A considerable doubt hung over the accounts from time to time detailed in the American journals and other publications, concerning these novel and extraordinary discoveries, until they were more than matched by the actual exhumation of the entire skeletons of the feathery tribes, far exceeding in dimensions anything hitherto dreamed of in the science of ornithology. The collections of Mr. Williams, and of Mr. W. Mantell, from the alluvial deposits of New Zealand, utterly confounded all previous calculations as to the size and bulk attainable by the bird tribe. The tibia of a Dinornis, in the collection of the University of Edinburgh, measures thirty-one inches in length, a femur seventeen inches, the average circumference of both being nearly twelve inches. From the foot to the top of the clavicle, the animal must have stood at least thirteen feet in height. With the strut of the turkey, or the pride of the peacock—head and neck of corresponding altitude—what a denizen for the wilds and forests of this region of the new world! When animals of similar dimensions, but of an earlier epoch, frequented the beaches of Great Britain, we have to imagine the Cumbrian mountains, the Penine chain, Derby Peak, and the lofty cliffs of Avon, surrounded by an inland sea stretching by central France, the Black Forest, and the Hartz mountains, and the shores all round silted with the materials which now constitute the triassic group. Tortoises, turtles, bird-headed lizards, birds themselves, salamander and frog-like creatures larger than crocodiles, resorted as now to the sea-shore, in the cool fresh of the evening or as tide-mark permitted, and regaled themselves at will on the food which an ever-bounteous element furnished to their various wants.

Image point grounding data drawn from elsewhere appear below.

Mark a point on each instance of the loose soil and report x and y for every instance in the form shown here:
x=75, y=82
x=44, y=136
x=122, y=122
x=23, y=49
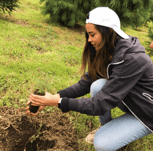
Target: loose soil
x=44, y=132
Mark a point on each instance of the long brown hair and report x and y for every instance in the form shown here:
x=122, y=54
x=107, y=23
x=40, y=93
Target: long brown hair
x=96, y=61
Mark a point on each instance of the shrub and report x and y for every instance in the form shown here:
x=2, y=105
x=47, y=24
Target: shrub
x=8, y=5
x=68, y=12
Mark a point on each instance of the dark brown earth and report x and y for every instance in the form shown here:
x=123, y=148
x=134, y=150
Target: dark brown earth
x=45, y=132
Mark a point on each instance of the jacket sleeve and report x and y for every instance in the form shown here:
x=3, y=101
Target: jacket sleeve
x=77, y=90
x=123, y=78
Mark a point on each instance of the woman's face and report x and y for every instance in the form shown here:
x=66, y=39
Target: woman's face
x=95, y=36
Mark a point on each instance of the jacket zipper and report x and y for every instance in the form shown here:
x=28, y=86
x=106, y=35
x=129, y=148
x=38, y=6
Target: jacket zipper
x=113, y=64
x=148, y=96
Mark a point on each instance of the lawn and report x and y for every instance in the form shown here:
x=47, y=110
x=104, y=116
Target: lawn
x=34, y=51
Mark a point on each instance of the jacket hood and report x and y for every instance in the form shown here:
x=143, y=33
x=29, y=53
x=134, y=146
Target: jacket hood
x=130, y=45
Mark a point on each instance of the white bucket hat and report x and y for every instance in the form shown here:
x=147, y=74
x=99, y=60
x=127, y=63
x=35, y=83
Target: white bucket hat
x=104, y=16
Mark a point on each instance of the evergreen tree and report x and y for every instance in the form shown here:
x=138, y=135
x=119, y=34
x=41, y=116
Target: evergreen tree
x=70, y=12
x=131, y=12
x=8, y=5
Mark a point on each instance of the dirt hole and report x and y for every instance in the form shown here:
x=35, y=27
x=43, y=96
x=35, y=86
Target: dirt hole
x=41, y=144
x=46, y=132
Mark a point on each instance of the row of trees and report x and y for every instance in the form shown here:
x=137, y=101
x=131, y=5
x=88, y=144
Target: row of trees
x=8, y=5
x=71, y=12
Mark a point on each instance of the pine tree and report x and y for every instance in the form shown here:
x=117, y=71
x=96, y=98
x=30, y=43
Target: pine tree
x=8, y=5
x=70, y=12
x=131, y=12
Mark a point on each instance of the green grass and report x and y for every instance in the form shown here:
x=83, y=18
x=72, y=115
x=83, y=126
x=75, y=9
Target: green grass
x=32, y=49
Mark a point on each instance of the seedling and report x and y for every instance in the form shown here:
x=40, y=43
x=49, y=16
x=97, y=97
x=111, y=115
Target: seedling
x=39, y=90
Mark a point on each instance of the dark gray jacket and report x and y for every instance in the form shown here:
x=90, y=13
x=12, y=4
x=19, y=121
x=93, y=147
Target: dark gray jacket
x=130, y=82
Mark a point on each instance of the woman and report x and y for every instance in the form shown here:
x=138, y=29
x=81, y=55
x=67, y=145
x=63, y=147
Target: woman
x=151, y=45
x=120, y=74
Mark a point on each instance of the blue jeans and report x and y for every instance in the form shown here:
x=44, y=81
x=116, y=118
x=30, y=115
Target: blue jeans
x=118, y=132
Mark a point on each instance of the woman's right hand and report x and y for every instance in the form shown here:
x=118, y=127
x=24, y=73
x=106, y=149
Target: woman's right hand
x=33, y=114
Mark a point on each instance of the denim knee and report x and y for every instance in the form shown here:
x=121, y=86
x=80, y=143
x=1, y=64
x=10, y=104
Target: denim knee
x=97, y=86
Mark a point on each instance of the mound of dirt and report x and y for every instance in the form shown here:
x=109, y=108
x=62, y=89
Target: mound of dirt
x=45, y=132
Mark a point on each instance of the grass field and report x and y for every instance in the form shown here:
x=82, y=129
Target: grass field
x=34, y=51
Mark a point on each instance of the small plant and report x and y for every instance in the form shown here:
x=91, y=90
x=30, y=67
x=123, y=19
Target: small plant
x=39, y=90
x=150, y=33
x=35, y=136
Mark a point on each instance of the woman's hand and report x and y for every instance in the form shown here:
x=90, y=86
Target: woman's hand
x=33, y=114
x=42, y=101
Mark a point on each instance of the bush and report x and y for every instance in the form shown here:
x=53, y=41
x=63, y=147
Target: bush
x=68, y=12
x=71, y=12
x=8, y=5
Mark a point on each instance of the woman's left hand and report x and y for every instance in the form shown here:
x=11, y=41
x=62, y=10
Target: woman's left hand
x=47, y=100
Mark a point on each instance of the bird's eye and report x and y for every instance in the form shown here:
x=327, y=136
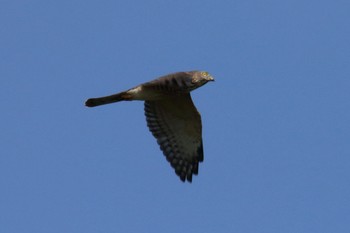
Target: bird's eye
x=204, y=73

The science which, from such indicia as these, has succeeded in determining not only the class, but the very form and habits, of the animals which impressed them—no other traces remaining than those petrified footsteps, covered up and hidden for ages—presents subjects of study to the inquiring mind, which may well rank among the most valuable, as well as curious, of human research. Is it not wonderful enough, that organic impressions merely should have been transmitted so fresh and entire, as to admit of classification, equal in scientific precision to that of the families of living things? What matter of suggestive reflection, inscribed on every page of that history? The tribes which were created and flourished during the Permian-triassic age perished, their earthy parts in most cases were all again absorbed by the earth, dissipated or melted into the viewless air. Still there are memorials of their existence, enduring and indelible, not of bones and sinews, but of actions and habits, which the waters cannot obliterate, nor the floods wash away! Man, a being of a different mold,—and with him
“Will all great Neptune’s ocean wash this blood
Clean from my hand?”
was the cry of instinctive dread—the foreboding of an assured conscience, that the foul and guilty deed could never be effaced from the memory, nor blotted from the records of creation. The foot-tread of the robber has tracked him to his den; the minutest stain of blood has established the crime of murder; a dream or vision of the night has pointed to the mangled corse; a word uttered years after all was forgotten, or a rude ditty chanted, have recalled the pictures of infancy, and the wanderer to his home. Here we behold, stamped upon the rock, legible as the law upon the tablets of the heart, intimations of the great universal law, that an act once committed cannot be canceled; that a cause will be followed by a sequence of effects; indefinite and ever-extending; and that the Divine Spirit, which drew illustrations from the fields and taught wisdom among the rocks of Horeb, still points the moral in these ineffaceable memorials—that the recording angel so traces in the book of life the story of every age, of every generation, of every individual, never to be lost nor forgotten in that eternity whither their works do all follow them.